– Nesta semana, um anúncio de uma vaga de emprego em Campinas (SP) chocou e virou manchete nos jornais. As exigências da oportunidade, porém, ultrapassaram todos os limites da razoabilidade, tornando-se completamente abusivas.
Apesar da vaga ser para governanta, o corpo da divulgação dizia que a pessoa contratada teria que cuidar de duas crianças, limpar a casa e organizar a agenda dos empregadores, cobrir as folgas da diarista, ter boa bagagem cultural, e o principal: ser vacinada contra a Covid-19 especificamente com o imunizante da Pfizer.
É claro que o anúncio, reduzido no parágrafo acima por abarcar outras exigências, está repleto de irregularidades, mas o que realmente chocou a todos foi a exigência da marca do imunizante.
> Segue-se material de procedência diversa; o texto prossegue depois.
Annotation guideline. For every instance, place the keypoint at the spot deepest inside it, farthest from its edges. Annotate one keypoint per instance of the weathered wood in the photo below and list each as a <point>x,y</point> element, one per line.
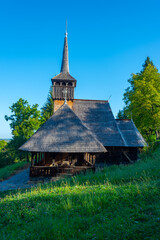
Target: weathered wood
<point>40,171</point>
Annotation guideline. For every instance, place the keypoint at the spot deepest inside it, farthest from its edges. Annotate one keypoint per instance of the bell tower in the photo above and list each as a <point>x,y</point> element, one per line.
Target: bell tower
<point>63,84</point>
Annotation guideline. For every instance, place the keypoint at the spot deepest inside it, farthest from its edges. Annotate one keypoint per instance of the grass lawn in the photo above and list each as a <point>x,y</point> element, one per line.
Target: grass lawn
<point>119,202</point>
<point>9,170</point>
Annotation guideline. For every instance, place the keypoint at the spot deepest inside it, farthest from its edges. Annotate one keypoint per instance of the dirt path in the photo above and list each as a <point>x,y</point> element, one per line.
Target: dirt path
<point>19,180</point>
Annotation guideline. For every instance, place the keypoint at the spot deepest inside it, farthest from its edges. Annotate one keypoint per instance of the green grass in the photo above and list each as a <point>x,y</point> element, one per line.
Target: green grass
<point>119,202</point>
<point>9,170</point>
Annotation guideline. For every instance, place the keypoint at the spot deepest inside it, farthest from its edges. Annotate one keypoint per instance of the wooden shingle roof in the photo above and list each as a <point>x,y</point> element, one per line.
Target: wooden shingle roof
<point>63,132</point>
<point>130,133</point>
<point>98,117</point>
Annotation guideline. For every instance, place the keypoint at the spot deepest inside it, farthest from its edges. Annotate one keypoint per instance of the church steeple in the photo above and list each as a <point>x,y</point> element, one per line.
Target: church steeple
<point>65,63</point>
<point>64,81</point>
Ou será que o fato de se exigir um imunizante, qualquer que seja, já pode ser caracterizado um abuso? O que está sendo discutido no momento no âmbito do Direito Trabalhista?
A verdade é que, já há algum tempo, as empresas, juntamente ao seu jurídico e RH, discutem a possibilidade de contratação ou manutenção dos contratos de trabalho condicionados à apresentação da mais nova carteira de vacinação.
Essa discussão ao longo da pandemia foi tomando forma e ganhando força à medida em que as vacinações avançavam e, consequentemente, as dúvidas foram surgindo.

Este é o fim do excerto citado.